In a car crash? Here’s what to do
With the Easter weekend fast approaching the country’s roads will be full of holiday-makers, eager to escape the hustle and bustle of the city. This time of year inevitably leads to an increase in car accidents, the effects of which can be numerous and varied. So the question is, what does the law require a person to do once they have been involved in an accident?

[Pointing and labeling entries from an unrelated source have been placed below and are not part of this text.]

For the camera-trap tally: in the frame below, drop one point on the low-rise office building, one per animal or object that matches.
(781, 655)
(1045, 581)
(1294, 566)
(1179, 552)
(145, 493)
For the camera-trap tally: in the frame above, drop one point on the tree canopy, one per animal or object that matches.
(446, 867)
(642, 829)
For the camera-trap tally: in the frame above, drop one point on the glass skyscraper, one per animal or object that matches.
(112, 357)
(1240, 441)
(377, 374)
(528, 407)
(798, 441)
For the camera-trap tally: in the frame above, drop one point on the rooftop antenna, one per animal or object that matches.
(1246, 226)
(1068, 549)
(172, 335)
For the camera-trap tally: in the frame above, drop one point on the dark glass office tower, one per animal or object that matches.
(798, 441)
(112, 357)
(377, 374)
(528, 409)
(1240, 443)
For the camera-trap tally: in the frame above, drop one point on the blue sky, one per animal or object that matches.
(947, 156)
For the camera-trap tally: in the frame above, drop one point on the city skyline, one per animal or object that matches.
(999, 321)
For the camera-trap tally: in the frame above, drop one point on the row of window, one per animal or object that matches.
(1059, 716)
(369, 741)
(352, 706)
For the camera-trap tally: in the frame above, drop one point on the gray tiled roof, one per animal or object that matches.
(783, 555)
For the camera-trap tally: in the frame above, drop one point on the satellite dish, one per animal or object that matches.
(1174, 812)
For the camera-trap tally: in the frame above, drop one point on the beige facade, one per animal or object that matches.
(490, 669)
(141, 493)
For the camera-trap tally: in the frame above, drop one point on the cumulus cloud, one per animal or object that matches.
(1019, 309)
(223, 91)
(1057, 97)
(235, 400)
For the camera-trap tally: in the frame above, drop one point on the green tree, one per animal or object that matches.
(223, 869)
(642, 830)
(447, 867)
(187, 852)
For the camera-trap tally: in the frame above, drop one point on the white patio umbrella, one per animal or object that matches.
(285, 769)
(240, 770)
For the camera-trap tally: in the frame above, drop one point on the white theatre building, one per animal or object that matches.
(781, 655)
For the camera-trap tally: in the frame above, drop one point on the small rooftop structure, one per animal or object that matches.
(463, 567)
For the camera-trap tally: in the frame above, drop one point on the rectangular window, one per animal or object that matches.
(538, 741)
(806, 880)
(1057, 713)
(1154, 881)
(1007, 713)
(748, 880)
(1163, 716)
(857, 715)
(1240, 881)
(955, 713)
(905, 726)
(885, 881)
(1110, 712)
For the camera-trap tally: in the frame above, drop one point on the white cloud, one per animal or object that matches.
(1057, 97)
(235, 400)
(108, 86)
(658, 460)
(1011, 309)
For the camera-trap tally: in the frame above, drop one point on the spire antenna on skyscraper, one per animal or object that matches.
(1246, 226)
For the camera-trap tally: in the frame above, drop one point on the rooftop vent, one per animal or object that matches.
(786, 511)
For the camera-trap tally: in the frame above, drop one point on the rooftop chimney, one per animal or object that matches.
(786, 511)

The first requirement, perhaps a slightly obvious one, is to stop your car at the scene of the accident and to remain there until the details of all parties have been obtained. A driver who fails to stop after an accident when required to do so by law is liable to be prosecuted and, if convicted, fined up to R36 000, or sent to prison for up to nine years, or both. However, if you can prove that you did not stop because you were not aware of the accident, you may avoid prosecution. If not, the courts will presume that you were aware of the accident.
The next step is to ascertain whether any of the people involved in the accident are injured, and if so, to what extent. You should assist the injured as much as you can. This includes anything from calling emergency medical services or administering CPR. If any further injury is caused in a genuine and bone fide attempt to assist an injured person, the responsible party will not be held liable due to the Good Samaritan Principle, which covers people who are attempting to assist people who are hurt or injured.
Once it has been established that everyone is alright and/or has been attended to, the amount of damage incurred by each party needs to be determined. In order to settle any damages claim that may or may not exist, you must give your name and address to any person who has reasonable grounds for requiring them, the name and address of the vehicle’s owner if it is not your own and the vehicle’s registration number. This information must also be given to a police officer or authorised officer, at a police station or authorised office, within 24 hours of the accident happening or to the officer at the scene. A valid driver’s license must be produced at this point.
Finally, despite the fact that you may need a stiff drink, no intoxicating substances may be taken after the accident, unless instructed to do so by a police officer or medical practitioner.